A general-purpose conversational AI that maximizes deterministic processing and minimizes learned parameters.
Klareco leverages Esperanto's regular grammar to replace most traditional LLM components with programmatic structure:
- 100% deterministic: Parser, deparser, morphology, grammar checker, symbolic reasoner
- Minimal learned: Root embeddings (320K params) + Reasoning Core (20-100M params)
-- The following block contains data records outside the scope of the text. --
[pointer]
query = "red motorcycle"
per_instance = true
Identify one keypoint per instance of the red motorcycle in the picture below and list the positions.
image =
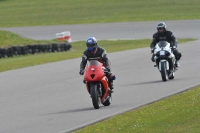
(97, 83)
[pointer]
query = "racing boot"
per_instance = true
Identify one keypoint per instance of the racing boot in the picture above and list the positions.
(177, 64)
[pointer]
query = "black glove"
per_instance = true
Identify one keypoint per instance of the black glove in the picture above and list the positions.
(81, 72)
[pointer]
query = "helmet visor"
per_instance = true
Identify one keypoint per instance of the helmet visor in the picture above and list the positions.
(89, 45)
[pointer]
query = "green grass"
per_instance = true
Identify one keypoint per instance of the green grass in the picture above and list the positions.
(177, 114)
(75, 52)
(55, 12)
(9, 39)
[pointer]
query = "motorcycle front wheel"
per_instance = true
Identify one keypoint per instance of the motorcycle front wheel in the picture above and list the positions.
(96, 99)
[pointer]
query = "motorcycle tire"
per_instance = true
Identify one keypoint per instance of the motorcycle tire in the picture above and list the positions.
(96, 100)
(108, 101)
(163, 71)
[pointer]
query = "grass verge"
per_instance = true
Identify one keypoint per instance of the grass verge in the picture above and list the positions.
(75, 52)
(56, 12)
(176, 114)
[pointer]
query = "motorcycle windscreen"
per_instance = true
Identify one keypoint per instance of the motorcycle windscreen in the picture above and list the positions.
(162, 44)
(93, 63)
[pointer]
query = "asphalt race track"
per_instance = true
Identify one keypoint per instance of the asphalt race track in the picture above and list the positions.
(51, 98)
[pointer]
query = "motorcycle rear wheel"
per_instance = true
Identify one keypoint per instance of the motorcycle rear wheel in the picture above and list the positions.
(163, 71)
(96, 99)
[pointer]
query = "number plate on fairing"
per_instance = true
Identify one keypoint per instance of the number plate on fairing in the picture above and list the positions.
(162, 52)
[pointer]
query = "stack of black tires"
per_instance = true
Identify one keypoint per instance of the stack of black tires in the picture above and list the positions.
(33, 49)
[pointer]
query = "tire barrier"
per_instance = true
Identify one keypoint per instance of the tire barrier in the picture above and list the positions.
(34, 49)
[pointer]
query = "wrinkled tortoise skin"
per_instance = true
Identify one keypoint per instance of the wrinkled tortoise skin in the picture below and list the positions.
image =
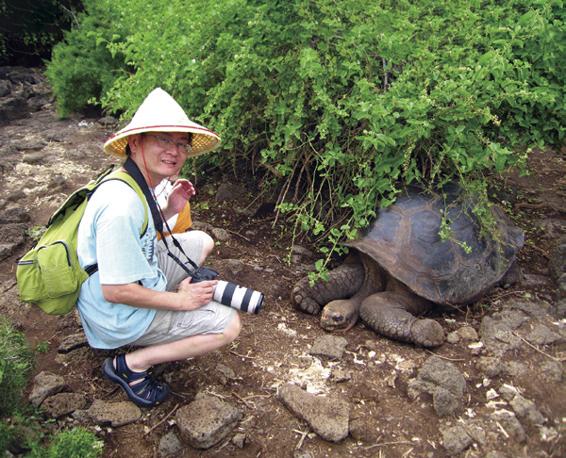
(418, 268)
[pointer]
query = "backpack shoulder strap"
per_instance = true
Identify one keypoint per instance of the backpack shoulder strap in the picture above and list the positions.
(123, 176)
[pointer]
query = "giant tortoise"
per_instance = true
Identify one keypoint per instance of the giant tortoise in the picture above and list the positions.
(401, 266)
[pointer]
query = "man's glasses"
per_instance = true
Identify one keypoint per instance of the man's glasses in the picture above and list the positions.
(168, 143)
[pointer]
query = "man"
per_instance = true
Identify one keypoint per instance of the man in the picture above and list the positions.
(140, 296)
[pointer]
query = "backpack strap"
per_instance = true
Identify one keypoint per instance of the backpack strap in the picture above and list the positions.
(121, 175)
(125, 177)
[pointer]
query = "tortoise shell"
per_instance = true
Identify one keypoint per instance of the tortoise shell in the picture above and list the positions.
(405, 240)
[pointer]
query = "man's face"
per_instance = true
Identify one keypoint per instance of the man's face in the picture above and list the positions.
(164, 153)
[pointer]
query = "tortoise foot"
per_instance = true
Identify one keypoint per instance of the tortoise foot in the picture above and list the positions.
(305, 304)
(427, 333)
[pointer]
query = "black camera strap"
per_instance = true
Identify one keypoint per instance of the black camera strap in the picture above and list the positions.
(158, 219)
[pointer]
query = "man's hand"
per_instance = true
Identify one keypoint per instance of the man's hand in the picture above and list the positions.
(182, 191)
(195, 295)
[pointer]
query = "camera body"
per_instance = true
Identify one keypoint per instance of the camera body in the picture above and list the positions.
(203, 274)
(230, 294)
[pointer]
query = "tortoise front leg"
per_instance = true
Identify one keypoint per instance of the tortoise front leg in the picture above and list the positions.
(343, 282)
(391, 315)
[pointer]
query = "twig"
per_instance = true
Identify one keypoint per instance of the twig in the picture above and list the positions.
(242, 356)
(179, 395)
(219, 396)
(444, 357)
(239, 235)
(237, 396)
(162, 420)
(303, 434)
(505, 433)
(496, 297)
(383, 444)
(534, 347)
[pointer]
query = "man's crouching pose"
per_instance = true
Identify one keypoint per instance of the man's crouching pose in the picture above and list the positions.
(140, 296)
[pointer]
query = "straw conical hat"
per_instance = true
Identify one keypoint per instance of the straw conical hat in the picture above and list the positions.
(159, 112)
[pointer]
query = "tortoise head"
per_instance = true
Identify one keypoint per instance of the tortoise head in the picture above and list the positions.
(340, 314)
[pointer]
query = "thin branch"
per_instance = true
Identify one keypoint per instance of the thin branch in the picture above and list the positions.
(534, 347)
(444, 357)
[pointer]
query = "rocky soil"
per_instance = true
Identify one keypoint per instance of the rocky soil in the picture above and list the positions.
(286, 387)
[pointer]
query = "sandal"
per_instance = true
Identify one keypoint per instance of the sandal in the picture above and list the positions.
(146, 393)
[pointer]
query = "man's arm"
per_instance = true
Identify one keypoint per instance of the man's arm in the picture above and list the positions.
(189, 296)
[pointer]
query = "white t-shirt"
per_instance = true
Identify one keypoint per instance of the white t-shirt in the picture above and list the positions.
(109, 235)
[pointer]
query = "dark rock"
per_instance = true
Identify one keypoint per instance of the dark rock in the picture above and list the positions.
(557, 261)
(8, 249)
(443, 381)
(114, 413)
(46, 384)
(30, 145)
(14, 215)
(229, 191)
(536, 281)
(329, 346)
(541, 335)
(13, 107)
(206, 421)
(62, 404)
(170, 445)
(5, 88)
(327, 416)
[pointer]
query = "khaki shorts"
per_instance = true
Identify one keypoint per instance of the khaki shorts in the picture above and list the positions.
(168, 326)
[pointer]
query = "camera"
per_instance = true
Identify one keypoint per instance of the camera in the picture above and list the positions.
(230, 294)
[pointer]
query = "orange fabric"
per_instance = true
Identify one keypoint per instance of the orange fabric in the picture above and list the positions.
(184, 221)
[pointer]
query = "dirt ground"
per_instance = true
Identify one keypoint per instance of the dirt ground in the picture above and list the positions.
(272, 348)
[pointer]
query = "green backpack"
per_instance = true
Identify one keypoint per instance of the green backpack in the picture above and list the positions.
(49, 275)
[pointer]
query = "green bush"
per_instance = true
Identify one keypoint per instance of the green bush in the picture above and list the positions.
(74, 443)
(82, 67)
(338, 103)
(30, 28)
(15, 365)
(6, 437)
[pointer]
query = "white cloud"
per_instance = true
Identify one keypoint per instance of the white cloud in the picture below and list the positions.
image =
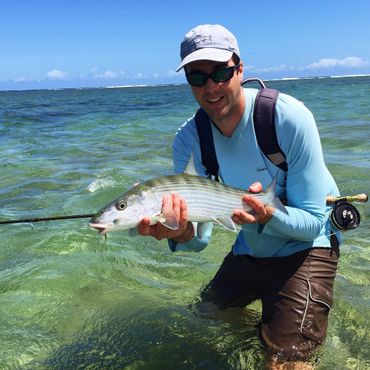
(56, 74)
(172, 73)
(332, 62)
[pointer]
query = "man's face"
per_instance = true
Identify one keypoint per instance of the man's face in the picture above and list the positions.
(221, 100)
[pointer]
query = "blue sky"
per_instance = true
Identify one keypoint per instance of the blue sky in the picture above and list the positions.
(87, 43)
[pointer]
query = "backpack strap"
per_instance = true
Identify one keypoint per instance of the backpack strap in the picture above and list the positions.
(207, 146)
(264, 127)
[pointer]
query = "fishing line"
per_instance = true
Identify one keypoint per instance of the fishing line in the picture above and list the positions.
(41, 219)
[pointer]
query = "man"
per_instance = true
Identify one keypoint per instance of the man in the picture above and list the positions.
(287, 260)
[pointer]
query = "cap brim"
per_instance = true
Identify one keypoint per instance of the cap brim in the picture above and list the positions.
(216, 55)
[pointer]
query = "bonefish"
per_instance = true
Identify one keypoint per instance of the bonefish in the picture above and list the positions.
(206, 200)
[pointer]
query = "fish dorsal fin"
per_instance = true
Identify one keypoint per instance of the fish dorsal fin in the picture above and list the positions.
(226, 222)
(190, 167)
(169, 220)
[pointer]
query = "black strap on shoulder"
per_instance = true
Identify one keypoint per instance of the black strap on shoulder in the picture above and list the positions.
(264, 126)
(207, 146)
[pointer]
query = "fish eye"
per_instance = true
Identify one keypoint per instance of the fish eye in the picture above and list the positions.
(121, 205)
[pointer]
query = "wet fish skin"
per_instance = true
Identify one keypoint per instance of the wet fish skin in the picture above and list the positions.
(206, 200)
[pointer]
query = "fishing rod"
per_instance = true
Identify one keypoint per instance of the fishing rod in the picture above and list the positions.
(39, 219)
(343, 201)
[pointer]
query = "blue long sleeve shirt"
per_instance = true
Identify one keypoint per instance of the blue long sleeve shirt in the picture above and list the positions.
(304, 187)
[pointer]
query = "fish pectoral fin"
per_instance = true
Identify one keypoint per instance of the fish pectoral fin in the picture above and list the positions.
(169, 220)
(226, 222)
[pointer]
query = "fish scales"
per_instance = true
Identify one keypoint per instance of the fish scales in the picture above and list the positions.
(206, 201)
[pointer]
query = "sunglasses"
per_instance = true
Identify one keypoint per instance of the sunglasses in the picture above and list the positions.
(218, 76)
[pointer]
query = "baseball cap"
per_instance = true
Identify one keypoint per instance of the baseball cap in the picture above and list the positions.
(208, 42)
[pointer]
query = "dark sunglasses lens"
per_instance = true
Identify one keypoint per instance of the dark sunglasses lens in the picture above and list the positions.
(196, 79)
(223, 74)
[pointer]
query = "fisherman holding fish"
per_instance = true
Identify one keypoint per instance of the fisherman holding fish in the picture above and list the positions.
(284, 256)
(287, 260)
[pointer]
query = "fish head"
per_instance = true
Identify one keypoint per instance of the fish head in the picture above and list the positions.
(126, 212)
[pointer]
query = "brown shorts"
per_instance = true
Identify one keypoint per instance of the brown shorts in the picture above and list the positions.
(296, 293)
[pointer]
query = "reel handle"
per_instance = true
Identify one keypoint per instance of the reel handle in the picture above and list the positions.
(331, 199)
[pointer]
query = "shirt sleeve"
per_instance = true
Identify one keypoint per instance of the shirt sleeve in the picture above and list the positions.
(306, 179)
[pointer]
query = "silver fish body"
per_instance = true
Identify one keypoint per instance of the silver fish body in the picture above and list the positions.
(206, 200)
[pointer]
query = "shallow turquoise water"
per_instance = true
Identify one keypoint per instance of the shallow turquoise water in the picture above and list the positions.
(69, 299)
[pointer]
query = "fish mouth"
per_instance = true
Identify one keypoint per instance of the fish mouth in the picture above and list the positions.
(101, 228)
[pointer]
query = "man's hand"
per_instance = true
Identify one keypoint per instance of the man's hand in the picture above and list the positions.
(261, 213)
(176, 206)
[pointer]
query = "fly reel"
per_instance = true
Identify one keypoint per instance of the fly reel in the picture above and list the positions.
(345, 216)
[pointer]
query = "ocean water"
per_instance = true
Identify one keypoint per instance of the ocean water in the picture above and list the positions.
(71, 300)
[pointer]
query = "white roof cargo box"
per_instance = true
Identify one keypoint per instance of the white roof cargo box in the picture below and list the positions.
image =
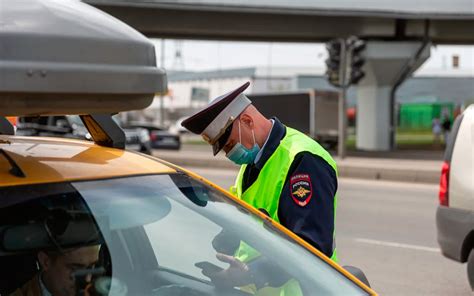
(66, 57)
- The thesis: By making grammar explicit through ASTs, a small reasoning core can match larger models while being fully explainable and grammatically perfect.
Core Thesis: Traditional LLMs waste capacity learning grammar. By factoring out linguistic structure programmatically, we can focus all learned parameters on reasoning.
Architectural Approach: Multi-model semantic system (M0/Stage1/M1/M2/M3)
- Each model solves ONE semantic problem (selectional preference, taxonomy, discourse)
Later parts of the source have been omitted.